Yes. Enterprises subject to CSDDD must identify and address adverse environmental impacts across their supply chains, including activities that degrade habitats covered by the Nature Restoration Law. CSRD also requires disclosure of nature-related risks and dependencies. Companies sourcing from land- or sea-based suppliers in the EU should assess whether their procurement activities are consistent with national restoration plans.

When do member states need to submit their National Restoration Plans?

EU member states were required to adopt their National Restoration Plans (NRPs) by the end of 2025. These plans identify priority areas, restoration actions, funding sources, and expected outcomes. Once published, NRPs will define the specific biodiversity obligations applicable to suppliers operating in each member state.

How does the Nature Restoration Law relate to CSRD reporting?

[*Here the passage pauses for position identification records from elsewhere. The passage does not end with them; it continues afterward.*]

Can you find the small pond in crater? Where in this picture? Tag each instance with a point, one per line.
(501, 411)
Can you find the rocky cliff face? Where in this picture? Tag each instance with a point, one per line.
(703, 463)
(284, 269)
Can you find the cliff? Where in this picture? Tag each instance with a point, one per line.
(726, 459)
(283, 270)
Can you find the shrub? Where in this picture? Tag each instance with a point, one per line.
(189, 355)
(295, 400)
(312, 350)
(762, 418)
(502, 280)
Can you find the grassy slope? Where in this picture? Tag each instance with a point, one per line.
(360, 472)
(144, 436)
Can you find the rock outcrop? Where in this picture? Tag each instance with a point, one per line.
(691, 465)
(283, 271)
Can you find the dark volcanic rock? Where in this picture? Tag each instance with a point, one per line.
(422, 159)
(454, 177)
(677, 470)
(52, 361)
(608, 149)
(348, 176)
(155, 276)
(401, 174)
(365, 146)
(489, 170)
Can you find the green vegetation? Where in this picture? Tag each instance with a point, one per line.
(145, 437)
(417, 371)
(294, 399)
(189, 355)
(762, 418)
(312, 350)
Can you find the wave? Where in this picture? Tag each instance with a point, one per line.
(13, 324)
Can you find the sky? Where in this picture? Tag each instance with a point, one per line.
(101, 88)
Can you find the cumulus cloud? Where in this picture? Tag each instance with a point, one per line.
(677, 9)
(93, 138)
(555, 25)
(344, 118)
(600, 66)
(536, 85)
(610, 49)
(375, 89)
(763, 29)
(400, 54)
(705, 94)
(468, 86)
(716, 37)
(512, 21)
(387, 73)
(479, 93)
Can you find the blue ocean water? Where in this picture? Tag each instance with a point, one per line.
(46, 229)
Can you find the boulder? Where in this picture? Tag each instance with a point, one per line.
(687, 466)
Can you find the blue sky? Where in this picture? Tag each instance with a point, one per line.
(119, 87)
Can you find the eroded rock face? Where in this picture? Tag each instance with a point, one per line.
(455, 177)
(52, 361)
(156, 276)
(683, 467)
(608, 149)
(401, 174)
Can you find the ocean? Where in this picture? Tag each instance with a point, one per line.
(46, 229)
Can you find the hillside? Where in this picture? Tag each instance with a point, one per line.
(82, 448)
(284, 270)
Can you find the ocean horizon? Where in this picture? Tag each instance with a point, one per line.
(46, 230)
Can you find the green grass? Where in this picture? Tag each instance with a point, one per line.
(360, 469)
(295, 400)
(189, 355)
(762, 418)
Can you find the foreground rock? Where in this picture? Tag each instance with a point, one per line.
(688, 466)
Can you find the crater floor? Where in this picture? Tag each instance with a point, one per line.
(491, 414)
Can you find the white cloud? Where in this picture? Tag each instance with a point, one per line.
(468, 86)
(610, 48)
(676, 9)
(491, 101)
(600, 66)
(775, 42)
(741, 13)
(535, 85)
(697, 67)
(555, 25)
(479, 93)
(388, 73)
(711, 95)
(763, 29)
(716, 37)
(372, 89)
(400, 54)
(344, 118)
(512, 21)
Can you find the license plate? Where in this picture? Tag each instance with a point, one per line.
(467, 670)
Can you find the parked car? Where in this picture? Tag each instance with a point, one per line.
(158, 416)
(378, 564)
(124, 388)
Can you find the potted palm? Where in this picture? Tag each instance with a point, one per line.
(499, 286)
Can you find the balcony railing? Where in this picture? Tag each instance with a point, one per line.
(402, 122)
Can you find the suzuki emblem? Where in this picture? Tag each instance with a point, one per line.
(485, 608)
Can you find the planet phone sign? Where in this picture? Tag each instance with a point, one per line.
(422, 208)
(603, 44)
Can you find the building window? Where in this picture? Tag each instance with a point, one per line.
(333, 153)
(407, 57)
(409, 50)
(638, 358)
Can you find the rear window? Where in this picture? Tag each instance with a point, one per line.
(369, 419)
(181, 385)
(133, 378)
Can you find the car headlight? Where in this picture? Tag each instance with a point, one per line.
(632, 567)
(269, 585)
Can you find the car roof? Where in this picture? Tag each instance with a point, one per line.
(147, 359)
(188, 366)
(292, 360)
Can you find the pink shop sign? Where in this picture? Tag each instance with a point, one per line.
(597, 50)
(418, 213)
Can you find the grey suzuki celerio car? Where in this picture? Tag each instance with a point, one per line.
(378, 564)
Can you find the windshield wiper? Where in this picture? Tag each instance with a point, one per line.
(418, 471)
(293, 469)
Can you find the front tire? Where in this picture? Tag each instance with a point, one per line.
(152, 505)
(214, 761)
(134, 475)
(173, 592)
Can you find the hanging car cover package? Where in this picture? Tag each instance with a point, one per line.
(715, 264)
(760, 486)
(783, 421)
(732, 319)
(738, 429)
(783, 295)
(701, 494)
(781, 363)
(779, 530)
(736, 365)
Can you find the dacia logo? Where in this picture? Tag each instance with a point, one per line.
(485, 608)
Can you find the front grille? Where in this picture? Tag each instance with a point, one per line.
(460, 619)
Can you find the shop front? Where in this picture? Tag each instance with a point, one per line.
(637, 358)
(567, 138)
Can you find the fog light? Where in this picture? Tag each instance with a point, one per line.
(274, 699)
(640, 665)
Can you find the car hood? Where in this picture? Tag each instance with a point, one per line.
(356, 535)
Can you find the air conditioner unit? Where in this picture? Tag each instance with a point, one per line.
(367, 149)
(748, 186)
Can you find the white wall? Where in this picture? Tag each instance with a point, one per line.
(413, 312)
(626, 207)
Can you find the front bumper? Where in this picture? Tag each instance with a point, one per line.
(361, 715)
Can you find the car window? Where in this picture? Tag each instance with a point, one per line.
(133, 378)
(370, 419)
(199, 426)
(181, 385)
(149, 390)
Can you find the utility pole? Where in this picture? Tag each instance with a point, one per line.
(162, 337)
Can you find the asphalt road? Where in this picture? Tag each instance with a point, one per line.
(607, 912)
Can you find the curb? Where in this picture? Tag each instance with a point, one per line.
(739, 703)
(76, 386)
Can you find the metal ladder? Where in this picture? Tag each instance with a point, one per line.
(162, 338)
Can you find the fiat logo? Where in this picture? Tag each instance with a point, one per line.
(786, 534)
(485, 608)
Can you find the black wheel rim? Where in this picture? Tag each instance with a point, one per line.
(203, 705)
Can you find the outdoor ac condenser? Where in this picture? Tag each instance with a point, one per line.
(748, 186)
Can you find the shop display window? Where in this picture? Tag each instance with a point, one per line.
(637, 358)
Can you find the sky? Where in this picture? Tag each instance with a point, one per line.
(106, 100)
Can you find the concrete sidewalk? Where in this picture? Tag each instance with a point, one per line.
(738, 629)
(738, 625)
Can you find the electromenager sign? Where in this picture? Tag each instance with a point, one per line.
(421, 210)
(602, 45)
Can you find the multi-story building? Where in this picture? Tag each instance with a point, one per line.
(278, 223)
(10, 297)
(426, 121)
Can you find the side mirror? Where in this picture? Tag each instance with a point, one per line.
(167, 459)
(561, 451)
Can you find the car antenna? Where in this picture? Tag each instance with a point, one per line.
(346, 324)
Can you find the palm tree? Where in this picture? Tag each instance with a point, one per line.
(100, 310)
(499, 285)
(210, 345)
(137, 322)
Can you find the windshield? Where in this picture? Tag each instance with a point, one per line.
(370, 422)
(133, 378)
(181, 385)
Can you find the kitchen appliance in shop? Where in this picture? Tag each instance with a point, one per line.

Under CSRD’s European Sustainability Reporting Standards (ESRS), companies must disclose material nature-related impacts, risks, and opportunities — including biodiversity and ecosystem degradation. The Nature Restoration Law provides the regulatory framework against which ESRS E4 (Biodiversity and Ecosystems) disclosures will increasingly be assessed by investors, auditors, and regulators.

What is the restoration target under the EU Nature Restoration Law?

The EU Nature Restoration Law sets a target to restore at least 20% of EU land and sea areas by 2030, and all ecosystems in need of restoration by 2050. Specific binding targets apply to wetlands, forests, grasslands, rivers, lakes, coral reefs, pollinators, and urban green spaces.